Please welcome today’s guest writer, Sophia Medewar. Sophia loves art, in every sense of the word. She graduated with degrees in theatre, religion, and philosophy and moved promptly to Chicago, Illinois. She now lives in a small apartment above a flower shop where she writes, pursues theatre, eats mac and cheese, and catches up on the sleep she lost in undergrad.
I know I speak for many of you when I say I am sick of bad Jesus movies.
Now I know it’s an exhausted topic, the whole “why is Jesus Aryan” issue—I get it. The wavy, mouse-brown hair, blue eyes, Dutch height, perfectly manicured beard, porcelain skin, slightly bored expression on his face… that’s our Jesus, all right.
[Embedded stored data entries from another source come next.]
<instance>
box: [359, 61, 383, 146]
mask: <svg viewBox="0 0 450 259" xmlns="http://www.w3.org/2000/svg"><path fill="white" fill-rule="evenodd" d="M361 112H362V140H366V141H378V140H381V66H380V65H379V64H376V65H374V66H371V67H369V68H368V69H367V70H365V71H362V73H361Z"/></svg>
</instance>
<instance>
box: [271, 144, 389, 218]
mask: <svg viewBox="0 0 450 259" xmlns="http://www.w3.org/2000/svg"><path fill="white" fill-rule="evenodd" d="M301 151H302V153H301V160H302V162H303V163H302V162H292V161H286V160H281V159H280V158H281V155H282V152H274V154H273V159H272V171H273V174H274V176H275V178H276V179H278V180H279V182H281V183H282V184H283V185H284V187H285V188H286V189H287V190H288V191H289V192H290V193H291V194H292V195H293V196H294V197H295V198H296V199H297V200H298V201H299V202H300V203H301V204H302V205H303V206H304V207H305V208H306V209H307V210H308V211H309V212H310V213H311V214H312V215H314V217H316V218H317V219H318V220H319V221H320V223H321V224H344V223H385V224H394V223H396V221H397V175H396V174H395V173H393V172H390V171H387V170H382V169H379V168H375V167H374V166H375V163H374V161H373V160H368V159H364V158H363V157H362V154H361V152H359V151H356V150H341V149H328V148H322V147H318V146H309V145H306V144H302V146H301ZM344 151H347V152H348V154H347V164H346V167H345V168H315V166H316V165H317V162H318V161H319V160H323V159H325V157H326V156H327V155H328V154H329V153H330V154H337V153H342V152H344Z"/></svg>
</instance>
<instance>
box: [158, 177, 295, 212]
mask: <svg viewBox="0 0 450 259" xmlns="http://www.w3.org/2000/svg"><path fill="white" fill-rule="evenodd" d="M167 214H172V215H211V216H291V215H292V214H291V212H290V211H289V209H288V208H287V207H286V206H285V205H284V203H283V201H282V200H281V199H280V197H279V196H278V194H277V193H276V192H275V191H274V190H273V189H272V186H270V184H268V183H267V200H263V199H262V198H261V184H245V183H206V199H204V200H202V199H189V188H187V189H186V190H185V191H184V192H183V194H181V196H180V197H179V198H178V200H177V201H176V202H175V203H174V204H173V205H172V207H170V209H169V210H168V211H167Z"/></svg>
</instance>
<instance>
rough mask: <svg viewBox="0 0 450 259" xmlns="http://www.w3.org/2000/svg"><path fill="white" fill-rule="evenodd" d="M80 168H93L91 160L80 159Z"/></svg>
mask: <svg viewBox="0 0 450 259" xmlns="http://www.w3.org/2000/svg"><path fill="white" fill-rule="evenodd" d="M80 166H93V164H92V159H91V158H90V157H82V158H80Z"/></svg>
And to be fair, there has been a turn in culture in how Jesus is depicted in various forms of media. Directors and artists have certainly made an effort to try and be at least a little bit more ethnically aware when it comes to casting our Lord and Savior—at least in comparison to the ignorant and elitist Renaissance painters. And still, Jesus’s ambiguous (or else horribly inaccurate) ethnicity isn’t even my main problem with most of the ways Jesus is depicted in media. It’s that he’s often ridiculously and unbearably boring. Pay close attention to Jesus’s face next time you watch an old movie about him; watch how he blinks slowly, speaks monotonously, and moves his limbs like he’s wearing sand bags but floating in water. We all know the Incarnation is an inexplicable paradox of the Son’s human and Divine nature in perfect unity, but honestly, this doesn’t mean Jesus has to look like he’s high (unless it’s in reference to lifting His name).
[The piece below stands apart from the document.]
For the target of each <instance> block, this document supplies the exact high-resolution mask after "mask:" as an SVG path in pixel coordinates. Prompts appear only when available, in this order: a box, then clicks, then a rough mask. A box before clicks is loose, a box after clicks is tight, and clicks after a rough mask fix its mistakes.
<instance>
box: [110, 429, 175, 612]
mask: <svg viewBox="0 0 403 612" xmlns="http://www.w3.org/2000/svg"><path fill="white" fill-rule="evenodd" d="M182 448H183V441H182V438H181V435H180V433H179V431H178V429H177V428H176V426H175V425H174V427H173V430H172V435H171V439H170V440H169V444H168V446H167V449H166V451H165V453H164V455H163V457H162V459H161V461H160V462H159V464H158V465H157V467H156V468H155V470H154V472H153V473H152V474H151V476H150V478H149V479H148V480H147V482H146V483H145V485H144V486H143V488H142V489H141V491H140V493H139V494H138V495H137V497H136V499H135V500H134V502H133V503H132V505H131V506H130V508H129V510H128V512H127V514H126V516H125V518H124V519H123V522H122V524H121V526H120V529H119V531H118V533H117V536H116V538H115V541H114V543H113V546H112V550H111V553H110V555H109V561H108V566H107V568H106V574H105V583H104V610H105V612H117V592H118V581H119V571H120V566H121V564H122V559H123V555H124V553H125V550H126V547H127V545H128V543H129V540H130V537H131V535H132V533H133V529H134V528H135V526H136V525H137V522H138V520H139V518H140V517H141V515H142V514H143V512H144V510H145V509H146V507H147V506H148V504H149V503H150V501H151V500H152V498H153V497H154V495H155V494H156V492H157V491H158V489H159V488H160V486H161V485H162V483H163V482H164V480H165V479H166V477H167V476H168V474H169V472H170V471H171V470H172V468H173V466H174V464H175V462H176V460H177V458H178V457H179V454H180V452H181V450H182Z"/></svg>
That being said, I’m always hopeful that someone will crawl out of the woodwork and give us a Jesus that is not only Middle-Eastern looking (as difficult as that apparently seems to be), but that is also able to give us a Jesus who actually has a personality. A Jesus who is not just flesh and blood, but who embraces and participates in the vastness of human nature—fart noises and all.
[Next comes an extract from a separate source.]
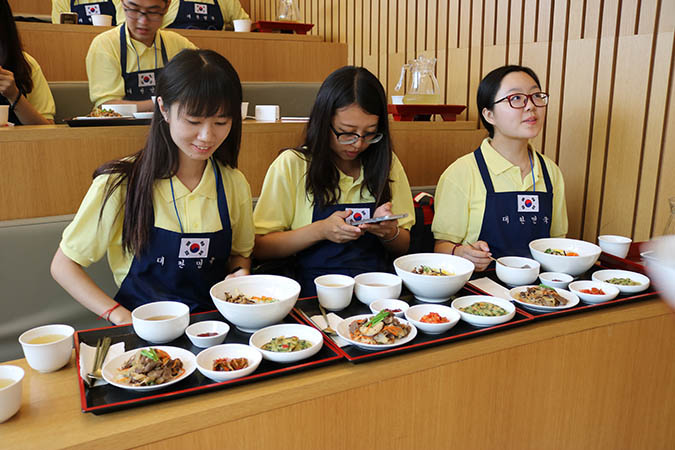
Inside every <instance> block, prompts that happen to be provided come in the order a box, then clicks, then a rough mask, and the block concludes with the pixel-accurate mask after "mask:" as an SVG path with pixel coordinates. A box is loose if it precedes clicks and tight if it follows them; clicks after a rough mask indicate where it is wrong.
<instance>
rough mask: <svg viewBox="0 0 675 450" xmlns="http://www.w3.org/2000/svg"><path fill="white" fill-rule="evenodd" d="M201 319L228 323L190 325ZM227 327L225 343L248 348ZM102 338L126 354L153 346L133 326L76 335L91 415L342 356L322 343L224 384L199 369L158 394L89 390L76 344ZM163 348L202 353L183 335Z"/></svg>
mask: <svg viewBox="0 0 675 450" xmlns="http://www.w3.org/2000/svg"><path fill="white" fill-rule="evenodd" d="M202 320H221V321H224V322H227V320H225V319H223V317H222V316H221V315H220V313H219V312H218V311H210V312H205V313H198V314H193V315H191V316H190V323H195V322H200V321H202ZM284 322H285V323H302V322H301V321H300V320H298V318H297V317H295V316H294V315H292V314H289V315H288V316H287V317H286V319H284ZM229 325H230V331H229V333H228V334H227V338H226V339H225V343H226V344H229V343H239V344H247V345H248V340H249V338H250V337H251V334H250V333H244V332H242V331H240V330H238V329H237V328H236V327H235V326H234V325H232V324H229ZM105 336H109V337H111V338H112V344H116V343H118V342H124V346H125V351H129V350H133V349H135V348H139V347H145V346H148V345H152V344H150V343H149V342H147V341H144V340H143V339H141V338H140V337H138V336H137V335H136V334H135V333H134V330H133V327H132V326H131V325H121V326H115V327H105V328H96V329H91V330H82V331H78V332H76V333H75V352H76V361H77V379H78V380H77V381H78V384H79V387H80V399H81V405H82V412H92V413H94V414H96V415H98V414H105V413H109V412H113V411H119V410H123V409H127V408H134V407H137V406H143V405H148V404H153V403H157V402H161V401H166V400H172V399H176V398H181V397H187V396H190V395H196V394H201V393H204V392H212V391H215V390H220V389H225V388H229V387H232V386H237V385H241V384H246V383H251V382H255V381H260V380H267V379H270V378H274V377H279V376H284V375H289V374H292V373H297V372H301V371H304V370H308V369H312V368H316V367H320V366H324V365H327V364H331V363H334V362H336V361H339V360H341V359H342V356H341V355H340V354H339V353H338V352H337V351H336V350H335V349H334V348H333V347H332V346H329V345H325V341H324V345H323V347H322V348H321V350H320V351H319V352H318V353H317V354H316V355H314V356H312V357H311V358H308V359H305V360H302V361H298V362H295V363H289V364H281V363H276V362H272V361H268V360H266V359H263V360H262V362H261V363H260V366H258V368H257V369H256V370H255V372H253V373H252V374H251V375H249V376H246V377H242V378H237V379H234V380H229V381H224V382H221V383H216V382H214V381H212V380H210V379H208V378H206V377H204V376H203V375H202V374H201V373H200V372H199V371H198V370H195V371H194V373H192V374H191V375H190V376H189V377H187V378H185V379H184V380H182V381H180V382H178V383H176V384H172V385H170V386H167V387H166V388H165V389H160V390H157V391H151V392H143V393H139V392H133V391H128V390H125V389H120V388H117V387H115V386H111V385H109V384H106V385H103V386H96V387H93V388H89V386H87V384H86V383H84V380H82V378H81V377H80V351H79V350H80V345H79V344H80V342H84V343H86V344H87V345H91V346H96V341H97V340H98V339H99V338H101V337H105ZM163 345H171V346H174V347H181V348H184V349H187V350H189V351H191V352H192V353H194V354H195V355H196V354H198V353H199V352H200V351H202V350H204V349H202V348H199V347H195V346H193V345H192V343H191V342H190V340H189V339H188V338H187V336H186V335H185V334H183V335H182V336H181V337H179V338H178V339H176V340H175V341H172V342H169V343H167V344H163Z"/></svg>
All that being said, I did not have terribly high expectations when I sat down to watch The Chosen for the first time. The Chosen is a new film series about the story of Jesus (like we need another one, right?). Well, this one was different. For the first time, I saw Jesus acting like an actual person—somebody with a sense of humor, who got frustrated, who was close and affectionate with people, who had trouble starting a fire—and who made fart noises!
In episode three, the director chose to focus particularly closely on Jesus’s relationship with children. This was a unique artistic liberty that the director took because the actions and events that take place in this episode were not originated in Scripture. However, I believe it accurately captures Jesus’s attitude and love towards the “littlest of these.”
When a couple kids were lingering outside the area where Jesus was set up to camp, He made fart noises with His mouth in order to ease the children to come to Him—upon which He warmly accepted them, ministered to them, joked with them, protected them, and loved them.
This is the Jesus that I love. The Jesus who camps in the woods knowing that some children are nearby who need love and attention; the Jesus who knows all our individual needs, but doesn’t approach them with an attitude of fixing them, but filling them; the Jesus who treats little children with an equal amount of humor and playfulness, balanced with the sacredness and respect of intelligent and growing individuals. This is the Jesus that I want to embrace and be like; the holy and beautiful Lord of the universe is the same holy and beautiful Lord of tree forts and fart noises.